“Today’s pet budgerigar owner could be tomorrow’s breeder and exhibitor”, says Barrie Shutt.

Often we don’t need to speak another word that is after making the first short prompt. How can we promote our hobby was all I said. I then sat back and listened to the comments.

No doubt the hobby in general is sadly lacking promotion – even national societies are not taking advantage of all the free advertising available on the Internet… or listing in pet publications to find the pet breeders who may upgrade if they knew something else was available.

There is so much out there that is FREE there is no excuse for clubs and national societies not to get involved… assuming they are not living in the dark distant past and know how to turn on a computer.

There is a way to promote this hobby. Go to a Park on a sunny Sunday, carry two cages with you, relax on your chair, one cage on each side, First children gather to see the birds, bringing elders as well.

You are then promoting the hobby while relaxing.

Don’t let folks living in the dark ages pour water on your great ideas. If the club doesn’t go for it do it on your own with a few young buddies.”

The Scavenger Hunt

I am self employed and if I don’t advertise constantly work slows down. In addition to word of mouth, we need to advertise constantly; from everyone within the Budgerigar Society or if you’re someone bringing the exhibition budgerigar forwards. Remember advertising your stud is the way forwards, and any advertisements are a way of bringing the hobby forewords.

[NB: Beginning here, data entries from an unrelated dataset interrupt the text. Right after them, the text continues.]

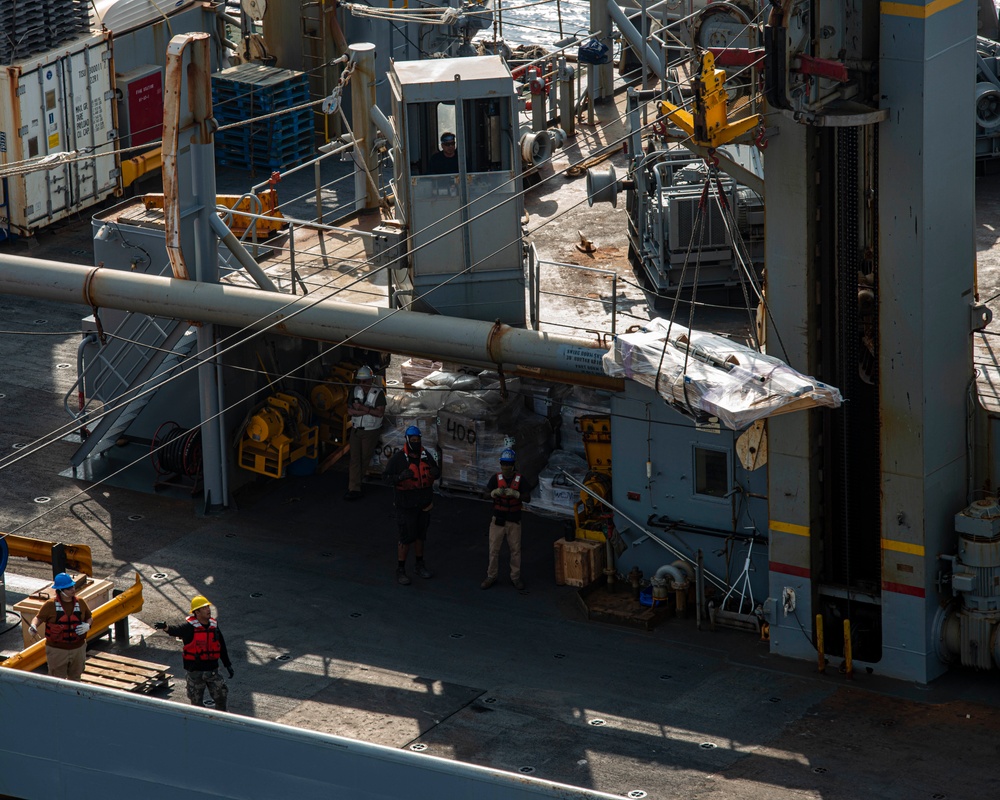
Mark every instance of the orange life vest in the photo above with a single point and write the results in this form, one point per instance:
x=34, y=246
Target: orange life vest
x=421, y=476
x=62, y=630
x=205, y=644
x=507, y=504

The problem is many clubs are not really progressive and don’t understand the need to constantly promote. Most small businesses assign between 2% and 5% of revenue to marketing and advertising. How many clubs and societies do that?

In today’s world I think the handwritten cardboard sign on a lamppost is a good way of saying, “This Bird Show is part of a scavenger hunt run by a totally unprofessional organisation. Do not follow this arrow.” You can get large professional signs made for a few pounds that will create the right impression and draw the crowds in. And you can reuse them year after year.

My Thoughts

What do Budgerigar Society members think about the practice, once common at open shows across the country, of including a prize for birds entered in the “Pet Bird” class, a practice that now seems to have virtually died out?

It is my belief that its reinstatement would provide benefits for all concerned as it would lead to greater turnouts at often sparsely attended shows, which would immediately provide an increase in revenue on the door.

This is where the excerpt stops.